Sesaat Kira tak menjawab, hanya melihat.
"Hmmm. Saya mau cari handphone yang murah, aja, tapi saya ga bawa KTP untuk aktifasi. Apa bisa? Hmm. Saya dari jakarta ga bisa bahasa sunda.." Kira akhirnya menjawab dengan senyum kecil setelahnya.
"Oh, gampang itu mah, teh.. Bisa di bantu sama Ajat! Teteh mau yang harga berapah?"

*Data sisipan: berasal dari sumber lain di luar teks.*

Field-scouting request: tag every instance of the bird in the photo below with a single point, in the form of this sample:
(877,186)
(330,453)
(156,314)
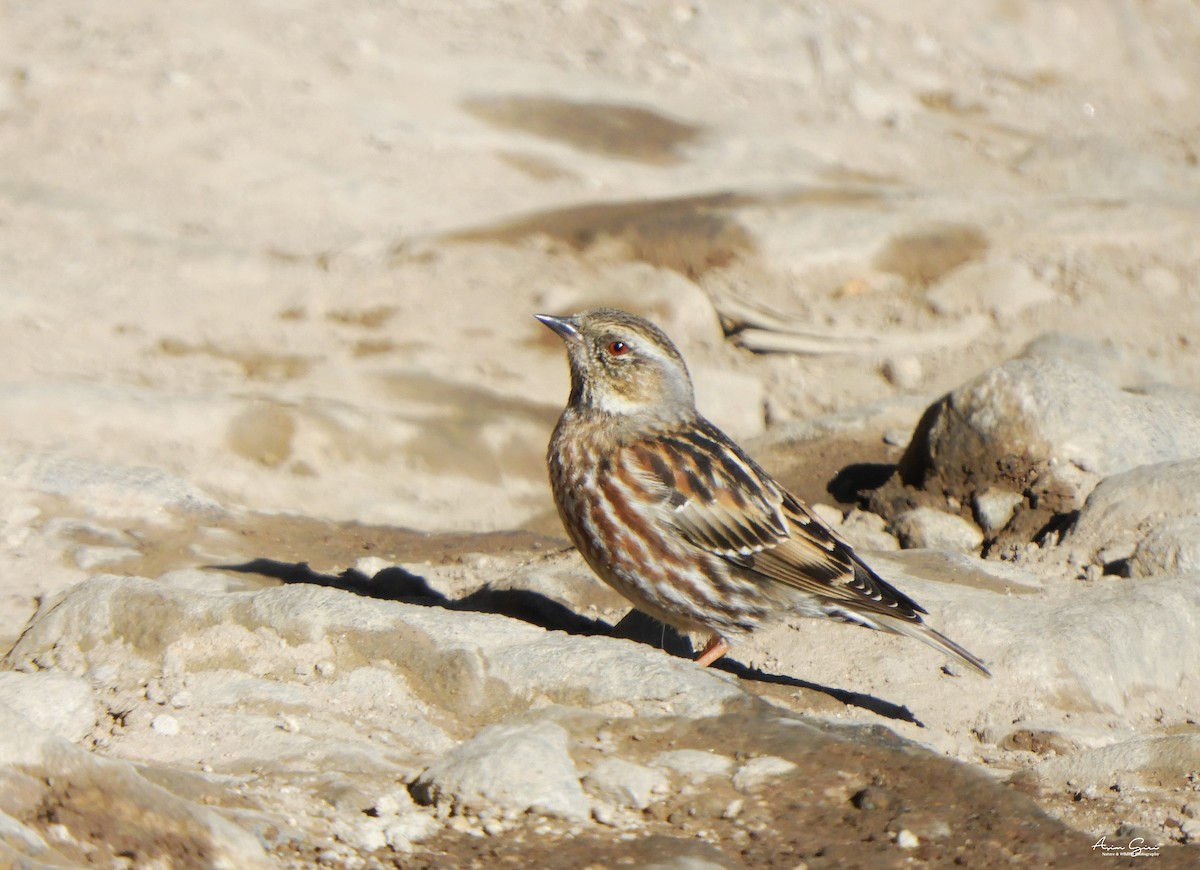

"Yang murah aja, a' Ajat.. Yang penting bisa nyala, bisa telepon." jawab Kira singkat.
"Oh. Itu mah.. Yang ini bisa teh.. Harga murah, cuma sembilan ratus ribu, Ajat kasih geratis sim card!"
"Hmmm.. Bisa kurang ga? Saya ga punya banyak uang."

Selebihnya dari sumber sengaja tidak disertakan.